We’ve had our share of joys and our share of sorrows. We’ve had regrettable moments when we were sharp and unkind with each other … but we’ve worked through them and moved on. Asked recently what’s your secret, I replied that “there is no secret” – follow the Golden Rule http://www.teachingvalues.com/goldenrule.html and you’ll be just fine. But, thinking about it further, I’ve assembled what’s worked for us:
1. Remember that you chose each other. Don’t save your best manners for strangers. Please and Thank you go a long way; speak kindly, and give credit where it’s due.
2. Don’t keep score. Well if he got to do ___ then I should get to do ____. This is a relationship, not a video game. It’s not always going to be equal; someone is always going to carry more than their share and who that someone is changes.
3. Embrace each other’s friends & family. When you make it easier for them to be in your lives, everyone’s happier. Learn to laugh at their stories because you’ll hear them many times.
4. Be honest. When you’re tired, say so. When you’re lonesome, speak up and ask for more time together. Never assume your partner can read your mind. I don’t have that superpower, although it’d sure be handy on occasion! When you’re wrong, remember these three important words, “I was wrong.”
5. Try not to go to bed angry but, if necessary, agree to disagree. That old saying “pick the hill you want to die on?” It’s true. Many issues are just not worth fighting about, in my opinion. But if I believe in something? Oh yeah, you better believe it will be discussed.
6. Find a way to pursue your passions and feed your soul. The hubbs and I enjoy our time together because we give each other time to ourselves.
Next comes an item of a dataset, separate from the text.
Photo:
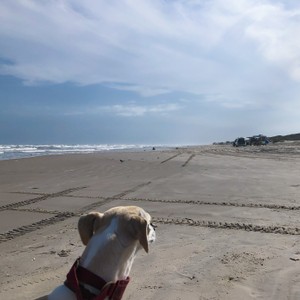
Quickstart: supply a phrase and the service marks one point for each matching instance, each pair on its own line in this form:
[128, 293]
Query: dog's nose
[153, 226]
He loves to compete and is an avid sports fan and team player. I like to read, write and play with music and technology. The point is that we don’t need to be alike nor together all the time to get along. And when we are together, we’re interested in each other because we’ve both had the time and space necessary to pursue what intrigues us.
7. Forgive mistakes and move on. Don’t keep a list of false starts. No one’s perfect, including you.
8. Listen: try to do so without interrupting. When you give someone your undivided attention, that in itself is a wonderful gift. The hubbs is an attentive listener, and that’s really good for me because I love to talk! He’s taught me to be a better listener and I’ve taught him it’s ok to open up.
9. Laugh. Often. At each other. At yourselves. At life. We can’t always control what goes on in our lives but we can control how we react to it.
10. Do nice things for each other. I know he likes casseroles (and he knows that I don’t) but I make them because he works out of the house and these are easy for him to warm up at lunch. He does sweet things for me, like filling my car up with gas on wintry days and making extra trips back to the grocery store for items or brands I prefer.
11. Be each other’s biggest cheerleader. Applaud successes and be kind with failures. Support each other’s interests. An appreciated spouse makes a joyful partner.
12. Make regular time together a priority by scheduling it. When our boys were little, we didn’t have much extra money or trusty babysitters. We’d bathe the boys & tuck them into bed, and spend our evenings together out on the patio. Singing. Talking. Listening. Laughing. We still do this today. Our boys have grown up seeing us prioritize our time together, guard that time together and relish our time together. Date nights are scheduled regularly and they don’t always require that we leave the house. As a result, we’ve given our children a wonderful gift; knowing what a loving, supportive and fun relationship looks like.
How about you? What are your tried & true relationship rules?